Nicht erfüllt sind auch die Voraussetzungen des § 1 Nr. 2 AsylbLG. Der Kläger hatte keinen Grund zu vertreten, aufgrund dessen aufenthaltsbeendende Maßnahmen nicht vollzogen werden konnten. Der Senat hat keine Bedenken, der Auffassung des Verwaltungsgerichts Berlin in den dort anhängig gewesenen Verfahren zu folgen.

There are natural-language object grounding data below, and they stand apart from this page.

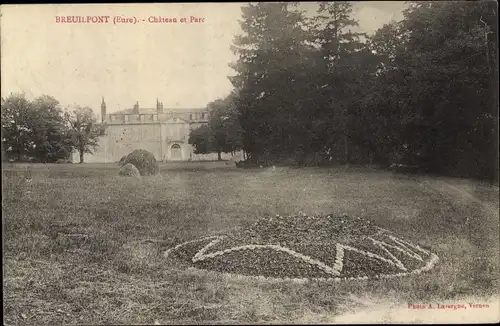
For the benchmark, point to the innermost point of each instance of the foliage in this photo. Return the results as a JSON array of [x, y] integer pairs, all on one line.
[[34, 130], [84, 131], [120, 163], [144, 161], [423, 89], [129, 170]]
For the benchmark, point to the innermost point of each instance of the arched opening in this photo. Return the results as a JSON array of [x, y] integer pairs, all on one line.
[[175, 152]]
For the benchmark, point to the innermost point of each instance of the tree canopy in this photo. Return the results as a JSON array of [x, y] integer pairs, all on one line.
[[421, 91]]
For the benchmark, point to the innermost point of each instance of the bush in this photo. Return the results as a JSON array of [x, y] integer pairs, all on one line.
[[129, 170], [144, 161], [122, 160]]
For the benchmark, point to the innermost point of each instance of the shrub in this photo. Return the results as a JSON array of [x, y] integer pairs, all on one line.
[[144, 161], [122, 160], [129, 170]]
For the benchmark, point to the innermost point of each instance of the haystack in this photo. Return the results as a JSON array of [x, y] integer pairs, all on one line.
[[129, 170]]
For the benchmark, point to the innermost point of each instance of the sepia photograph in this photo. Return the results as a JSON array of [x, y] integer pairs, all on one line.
[[250, 163]]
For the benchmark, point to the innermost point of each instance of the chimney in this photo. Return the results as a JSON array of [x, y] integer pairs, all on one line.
[[103, 110], [159, 108]]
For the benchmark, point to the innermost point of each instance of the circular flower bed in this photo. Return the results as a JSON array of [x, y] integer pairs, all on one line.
[[303, 248]]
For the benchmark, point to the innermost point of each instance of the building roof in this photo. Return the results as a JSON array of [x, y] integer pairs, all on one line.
[[165, 110]]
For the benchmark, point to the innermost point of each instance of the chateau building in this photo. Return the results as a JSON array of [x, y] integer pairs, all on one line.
[[163, 132]]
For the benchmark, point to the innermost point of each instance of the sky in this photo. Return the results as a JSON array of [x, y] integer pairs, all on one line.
[[184, 65]]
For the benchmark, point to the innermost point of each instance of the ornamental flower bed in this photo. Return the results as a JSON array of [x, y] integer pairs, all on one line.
[[306, 248]]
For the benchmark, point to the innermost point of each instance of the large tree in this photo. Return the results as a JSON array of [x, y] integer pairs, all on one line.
[[34, 130], [84, 131], [271, 72]]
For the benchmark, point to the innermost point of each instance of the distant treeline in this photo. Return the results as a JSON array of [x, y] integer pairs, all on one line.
[[41, 131], [422, 91]]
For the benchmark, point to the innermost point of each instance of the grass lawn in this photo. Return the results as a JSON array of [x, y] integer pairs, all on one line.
[[116, 273]]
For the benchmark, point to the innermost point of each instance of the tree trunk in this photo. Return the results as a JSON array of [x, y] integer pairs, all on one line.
[[346, 150]]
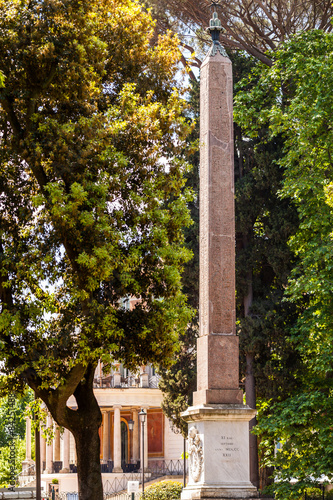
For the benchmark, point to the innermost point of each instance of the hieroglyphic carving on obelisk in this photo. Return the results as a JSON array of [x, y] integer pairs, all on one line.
[[218, 376]]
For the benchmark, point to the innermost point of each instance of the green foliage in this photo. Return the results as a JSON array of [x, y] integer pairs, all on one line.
[[93, 197], [293, 100], [97, 216], [18, 410], [5, 475], [179, 381], [165, 490]]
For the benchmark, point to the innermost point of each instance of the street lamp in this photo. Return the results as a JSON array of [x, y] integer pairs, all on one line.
[[142, 417], [131, 424]]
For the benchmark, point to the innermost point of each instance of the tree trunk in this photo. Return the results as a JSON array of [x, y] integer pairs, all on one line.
[[83, 422], [250, 391], [87, 444]]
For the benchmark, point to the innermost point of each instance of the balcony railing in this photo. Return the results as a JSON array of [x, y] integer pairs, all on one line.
[[108, 382]]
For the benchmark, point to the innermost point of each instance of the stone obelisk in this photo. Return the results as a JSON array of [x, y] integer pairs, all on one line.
[[218, 441]]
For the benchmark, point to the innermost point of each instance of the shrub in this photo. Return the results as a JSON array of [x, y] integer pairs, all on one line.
[[164, 490]]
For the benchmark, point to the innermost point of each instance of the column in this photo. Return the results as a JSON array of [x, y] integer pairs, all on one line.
[[27, 463], [28, 439], [65, 452], [106, 439], [117, 440], [136, 439], [42, 449], [145, 408], [56, 444], [144, 377], [49, 448]]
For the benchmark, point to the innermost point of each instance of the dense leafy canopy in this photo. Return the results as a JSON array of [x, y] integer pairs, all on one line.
[[92, 198], [294, 100]]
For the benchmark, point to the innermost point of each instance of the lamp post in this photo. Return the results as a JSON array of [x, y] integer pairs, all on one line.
[[142, 417], [131, 427], [131, 424]]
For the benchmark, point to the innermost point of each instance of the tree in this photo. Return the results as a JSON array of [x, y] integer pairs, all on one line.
[[179, 381], [92, 203], [253, 26], [294, 100]]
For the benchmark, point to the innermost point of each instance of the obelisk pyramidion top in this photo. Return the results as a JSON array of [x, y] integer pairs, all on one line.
[[215, 29]]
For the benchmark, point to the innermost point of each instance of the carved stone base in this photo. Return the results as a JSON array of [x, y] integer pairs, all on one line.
[[219, 462], [208, 493]]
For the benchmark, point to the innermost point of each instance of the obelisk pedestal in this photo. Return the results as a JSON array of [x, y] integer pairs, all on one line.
[[218, 441]]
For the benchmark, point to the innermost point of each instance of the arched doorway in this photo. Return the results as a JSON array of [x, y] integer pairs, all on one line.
[[124, 443]]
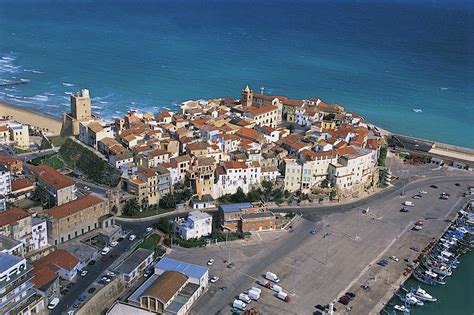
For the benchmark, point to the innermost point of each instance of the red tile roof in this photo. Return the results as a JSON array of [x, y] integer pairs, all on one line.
[[21, 183], [74, 206], [51, 177], [12, 215]]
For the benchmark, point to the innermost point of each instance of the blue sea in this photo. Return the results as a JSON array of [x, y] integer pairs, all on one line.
[[380, 58]]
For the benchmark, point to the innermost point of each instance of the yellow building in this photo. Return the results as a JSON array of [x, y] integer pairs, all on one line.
[[76, 218], [19, 135]]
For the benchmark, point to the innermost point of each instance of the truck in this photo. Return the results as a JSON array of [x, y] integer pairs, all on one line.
[[238, 304], [256, 289], [272, 277], [283, 296], [244, 298], [276, 288], [254, 295]]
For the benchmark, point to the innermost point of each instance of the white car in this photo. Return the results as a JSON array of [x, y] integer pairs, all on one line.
[[105, 251], [54, 302]]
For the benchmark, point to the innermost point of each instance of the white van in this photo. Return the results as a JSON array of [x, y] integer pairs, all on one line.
[[238, 304], [53, 303]]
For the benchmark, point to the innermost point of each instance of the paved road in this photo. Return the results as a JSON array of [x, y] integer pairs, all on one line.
[[300, 247], [83, 283]]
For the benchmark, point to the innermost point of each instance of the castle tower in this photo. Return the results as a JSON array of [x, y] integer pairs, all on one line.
[[81, 105], [247, 97]]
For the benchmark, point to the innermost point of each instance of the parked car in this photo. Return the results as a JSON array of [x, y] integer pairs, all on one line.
[[105, 251], [54, 302]]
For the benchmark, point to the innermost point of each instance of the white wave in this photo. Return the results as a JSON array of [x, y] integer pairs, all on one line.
[[42, 98]]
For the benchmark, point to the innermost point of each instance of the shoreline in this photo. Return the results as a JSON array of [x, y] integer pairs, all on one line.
[[30, 117]]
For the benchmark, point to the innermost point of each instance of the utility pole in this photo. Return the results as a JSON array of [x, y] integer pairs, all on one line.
[[326, 236]]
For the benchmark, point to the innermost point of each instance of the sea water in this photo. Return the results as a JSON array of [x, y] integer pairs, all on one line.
[[380, 58]]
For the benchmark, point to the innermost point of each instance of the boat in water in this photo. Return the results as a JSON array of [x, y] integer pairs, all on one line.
[[423, 295], [411, 299], [428, 277]]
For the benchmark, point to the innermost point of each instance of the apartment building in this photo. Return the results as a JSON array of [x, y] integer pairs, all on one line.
[[17, 294], [5, 181], [75, 218], [308, 170], [60, 188], [196, 225], [19, 135]]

Danach ist der Kläger staatenlos, so dass eine aufenthaltsbeendende Maßnahme allenfalls in Betracht gekommen wäre, wenn eine Ausreisepflicht in einen aufnahmebereiten Staat statuiert werden könnte.

Schließlich ist der Anspruch auf Leistungen in entsprechender Anwendung des § 2 AsylbLG auch nicht deshalb ausgeschlossen, weil der Kläger die Dauer des Aufenthalts rechtsmissbräuchlich selbst beeinflusst hätte.

In objektiver Hinsicht setzt der Rechtsmissbrauch ein unredliches, von der Rechtsordnung missbilligtes Verhalten voraus. Der Ausländer soll von der in § 2 AsylbLG vorgesehenen Vergünstigung ausgeschlossen sein, wenn er sie auf gesetzwidrige oder sittenwidrige Weise erworben hat. Angesichts des Sanktionscharakters des § 2 AsylbLG und der schwerwiegenden Folgen reicht nicht schon jedes irgendwie zu missbilligende Verhalten. Der Pflichtverletzung muss ein erhebliches Gewicht zukommen. Es muss sich um ein Verhalten handeln, das unter jeweiliger Berücksichtigung des Einzelfalls, der besonderen Situation eines Ausländers in der Bundesrepublik Deutschland und der besonderen Eigenheiten des AsylbLG unentschuldbar ist (Sozialwidrigkeit). Die Gesetzesmaterialien nennen beispielhaft die Vernichtung des Passes und die Angabe einer falschen Identität (BT-Dr. 15/420, 121), es sei denn, diese Handlungen wären ihrerseits eine Reaktion auf oder eine vorbeugende Maßnahme gegen objektiv zu erwartendes Fehlverhalten des Staates, bei dem um Asyl nachgesucht wird - wie etwa eine rechtswidrige Zurückweisung bei der Einreise oder eine rechtswidrige Verweigerung der Einreise. Auf Rechtsmissbrauch kann sich der Staat somit dann nicht berufen, wenn er sich selbst rechtswidrig oder rechtsmissbräuchlich verhält.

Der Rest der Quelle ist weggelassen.